Grīziņkalns is a neighbourhood in Riga, the capital of Latvia. The Orthodox Holy Trinity Cathedral, Daugava Stadium and the Staburadze confectionery factory (a part of Orkla-owned Laima) are located in the area, and it is dominated by late 19th to early 20th century working class houses. Grīziņkalns is split between the city's Latgale Suburb and its Central District, with Aleksandra Čaka iela and the Jorģis Zemitāns Bridge serving as the dividing line.

Latvian writer Jānis Grīziņš described the working-class area of Grīziņkalns in his 1928 adventure story Vārnu ielas republika ('Vārnu Street Republic' or 'Crow Street Republic'), which then was used as the premise of the 1970 Soviet Latvian film of the same name (Vārnu ielas republika).

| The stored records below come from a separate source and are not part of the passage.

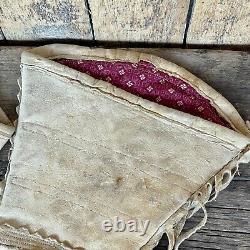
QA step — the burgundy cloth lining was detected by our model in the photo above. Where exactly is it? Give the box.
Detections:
[54,58,231,128]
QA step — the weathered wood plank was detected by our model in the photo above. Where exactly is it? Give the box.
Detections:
[187,0,250,45]
[0,0,93,40]
[0,47,250,250]
[89,0,189,44]
[0,27,4,40]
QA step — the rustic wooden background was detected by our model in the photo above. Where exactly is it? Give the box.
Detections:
[0,0,250,45]
[0,0,250,250]
[0,46,250,250]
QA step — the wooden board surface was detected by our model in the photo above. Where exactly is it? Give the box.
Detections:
[0,47,250,250]
[0,27,4,40]
[89,0,189,44]
[0,0,93,40]
[187,0,250,45]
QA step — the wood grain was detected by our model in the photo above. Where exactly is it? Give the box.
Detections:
[0,0,92,40]
[0,27,4,40]
[0,47,250,250]
[89,0,189,44]
[187,0,250,45]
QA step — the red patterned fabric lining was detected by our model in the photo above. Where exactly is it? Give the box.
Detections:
[55,58,230,127]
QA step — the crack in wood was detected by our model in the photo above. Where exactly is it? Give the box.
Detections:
[85,0,96,41]
[182,0,195,47]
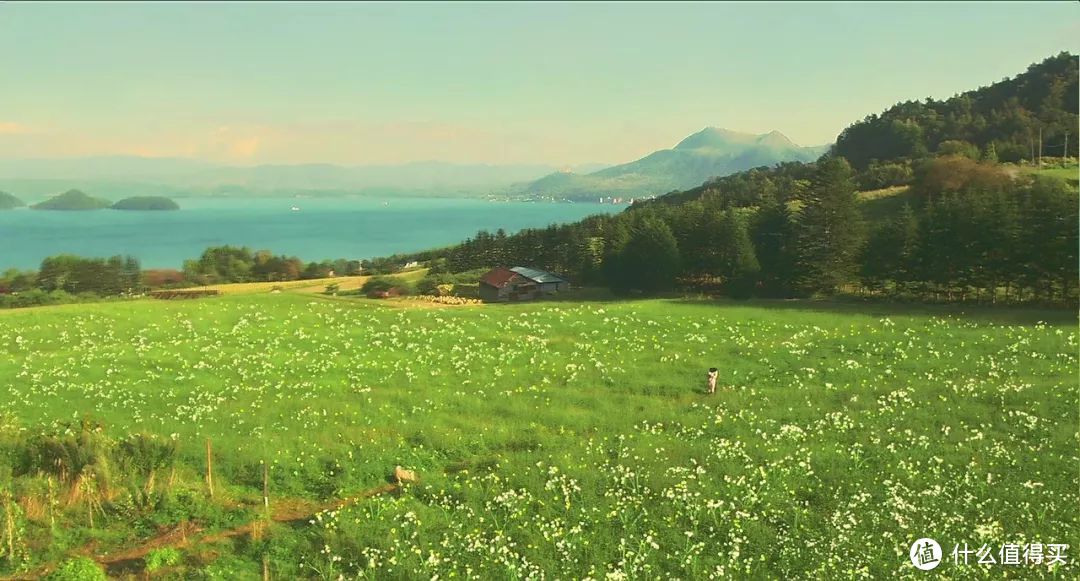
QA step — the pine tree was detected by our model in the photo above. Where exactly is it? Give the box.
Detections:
[795,158,864,294]
[607,217,679,293]
[717,208,761,298]
[754,195,795,297]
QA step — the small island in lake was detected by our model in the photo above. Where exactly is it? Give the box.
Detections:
[0,191,26,210]
[112,195,180,212]
[30,190,112,211]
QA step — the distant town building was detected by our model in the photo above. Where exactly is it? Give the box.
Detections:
[480,267,570,302]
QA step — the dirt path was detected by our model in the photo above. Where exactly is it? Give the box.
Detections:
[3,484,400,581]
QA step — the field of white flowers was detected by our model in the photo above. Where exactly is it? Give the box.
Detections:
[0,294,1080,579]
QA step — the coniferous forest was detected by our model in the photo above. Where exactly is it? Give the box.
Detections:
[373,53,1078,303]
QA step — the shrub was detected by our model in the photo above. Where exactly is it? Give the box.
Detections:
[145,546,180,572]
[360,276,414,297]
[44,557,107,581]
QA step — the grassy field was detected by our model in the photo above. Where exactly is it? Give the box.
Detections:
[0,289,1080,579]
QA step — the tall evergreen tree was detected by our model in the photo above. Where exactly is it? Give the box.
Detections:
[795,157,864,294]
[754,194,795,297]
[607,217,680,293]
[717,208,761,298]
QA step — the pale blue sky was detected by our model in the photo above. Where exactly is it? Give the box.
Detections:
[0,2,1080,165]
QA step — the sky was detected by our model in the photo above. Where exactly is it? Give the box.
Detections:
[0,2,1080,166]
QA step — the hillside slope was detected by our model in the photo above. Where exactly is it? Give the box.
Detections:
[524,127,827,198]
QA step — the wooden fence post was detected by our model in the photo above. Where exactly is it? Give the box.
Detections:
[206,437,214,499]
[262,460,270,523]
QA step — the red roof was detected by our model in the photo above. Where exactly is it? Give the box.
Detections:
[480,268,519,288]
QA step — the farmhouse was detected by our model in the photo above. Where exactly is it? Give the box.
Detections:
[480,267,570,302]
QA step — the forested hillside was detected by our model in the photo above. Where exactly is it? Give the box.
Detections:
[833,53,1078,171]
[374,54,1080,302]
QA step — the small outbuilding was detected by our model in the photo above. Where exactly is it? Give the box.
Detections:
[480,267,570,302]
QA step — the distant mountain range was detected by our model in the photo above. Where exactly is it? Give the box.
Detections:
[0,156,605,200]
[0,127,826,201]
[518,127,829,198]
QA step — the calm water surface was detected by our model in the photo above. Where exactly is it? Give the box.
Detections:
[0,198,625,269]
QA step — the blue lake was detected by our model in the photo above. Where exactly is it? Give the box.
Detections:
[0,198,625,269]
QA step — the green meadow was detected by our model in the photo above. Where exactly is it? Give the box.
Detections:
[0,292,1080,579]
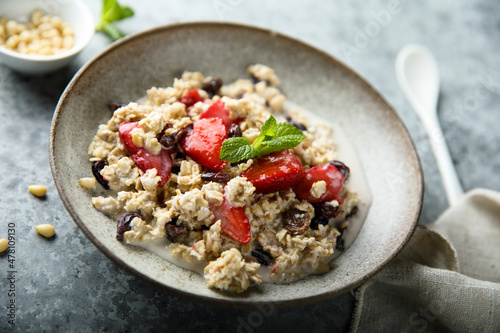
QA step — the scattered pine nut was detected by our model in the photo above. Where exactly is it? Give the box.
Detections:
[0,238,9,253]
[78,177,97,188]
[28,184,47,197]
[35,224,56,238]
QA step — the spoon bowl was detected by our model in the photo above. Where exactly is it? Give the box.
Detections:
[396,45,463,206]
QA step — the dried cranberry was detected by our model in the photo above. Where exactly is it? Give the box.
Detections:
[92,160,109,190]
[201,171,231,184]
[116,213,142,241]
[228,124,243,138]
[156,123,172,141]
[285,116,307,131]
[250,247,274,266]
[327,161,351,182]
[345,206,358,220]
[201,77,223,96]
[165,222,187,243]
[108,103,127,112]
[335,222,349,252]
[160,124,193,148]
[283,208,311,236]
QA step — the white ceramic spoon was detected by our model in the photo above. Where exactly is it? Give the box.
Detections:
[396,45,463,206]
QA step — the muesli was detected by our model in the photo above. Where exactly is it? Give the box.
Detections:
[84,64,363,292]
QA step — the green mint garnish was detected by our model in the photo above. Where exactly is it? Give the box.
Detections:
[220,116,306,163]
[96,0,134,40]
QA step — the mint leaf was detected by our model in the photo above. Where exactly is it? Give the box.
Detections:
[220,116,306,163]
[220,137,258,163]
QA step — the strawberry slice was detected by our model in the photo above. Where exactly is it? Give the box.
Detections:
[293,165,344,204]
[118,121,173,186]
[210,191,252,244]
[180,89,202,108]
[199,100,233,131]
[181,118,228,171]
[241,149,304,193]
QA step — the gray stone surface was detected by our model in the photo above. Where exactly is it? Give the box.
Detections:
[0,0,500,332]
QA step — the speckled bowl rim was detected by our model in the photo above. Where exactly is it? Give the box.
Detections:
[49,21,424,307]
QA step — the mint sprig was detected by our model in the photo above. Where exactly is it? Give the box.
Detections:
[220,116,306,163]
[96,0,134,40]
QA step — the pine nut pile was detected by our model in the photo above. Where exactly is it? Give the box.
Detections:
[0,10,74,55]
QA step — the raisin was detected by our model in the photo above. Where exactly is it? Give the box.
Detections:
[165,222,187,243]
[156,123,172,142]
[170,165,181,174]
[201,77,223,96]
[201,171,231,184]
[313,202,340,219]
[250,247,274,266]
[228,124,243,138]
[92,160,109,190]
[160,124,193,148]
[285,116,307,131]
[345,206,358,220]
[335,222,349,252]
[309,216,329,230]
[116,213,142,241]
[327,161,351,181]
[108,103,127,112]
[283,208,311,236]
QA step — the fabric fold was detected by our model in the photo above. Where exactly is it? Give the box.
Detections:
[351,189,500,332]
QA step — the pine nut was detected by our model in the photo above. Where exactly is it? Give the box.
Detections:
[0,238,9,253]
[35,224,56,238]
[28,184,47,197]
[0,10,75,55]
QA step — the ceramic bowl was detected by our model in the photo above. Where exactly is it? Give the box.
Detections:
[50,22,423,306]
[0,0,95,74]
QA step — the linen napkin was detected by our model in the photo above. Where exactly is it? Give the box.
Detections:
[351,189,500,332]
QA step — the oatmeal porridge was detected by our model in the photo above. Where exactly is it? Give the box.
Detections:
[80,64,371,292]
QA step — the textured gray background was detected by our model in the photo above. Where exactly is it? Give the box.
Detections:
[0,0,500,332]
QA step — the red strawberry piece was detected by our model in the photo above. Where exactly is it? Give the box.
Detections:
[181,118,227,171]
[199,100,233,131]
[180,89,202,108]
[293,165,344,204]
[210,192,252,244]
[241,149,304,193]
[118,121,173,186]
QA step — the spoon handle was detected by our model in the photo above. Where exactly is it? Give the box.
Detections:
[421,117,464,206]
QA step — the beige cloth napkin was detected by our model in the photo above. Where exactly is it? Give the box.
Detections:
[351,189,500,332]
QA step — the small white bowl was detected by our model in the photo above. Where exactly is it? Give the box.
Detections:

Grīziņkalns name comes from the wealthy merchant Griesen who bought a manor here in 1794. However, until the second half of the 19th century it was a quiet and secluded place dominated by sandy dunes and meadows. In the second half of the 19th century several big factories were opened along the newly built Pērnavas street, as a result many houses for workers were also built nearby. Since then this area became known as Griesenberg (Grīziņkalns in latvian). The highest spot in the neighbourhood is Grīziņkalns mound, a 24-meter high sand dune. Since 1903 there is public park in the neighbourhood.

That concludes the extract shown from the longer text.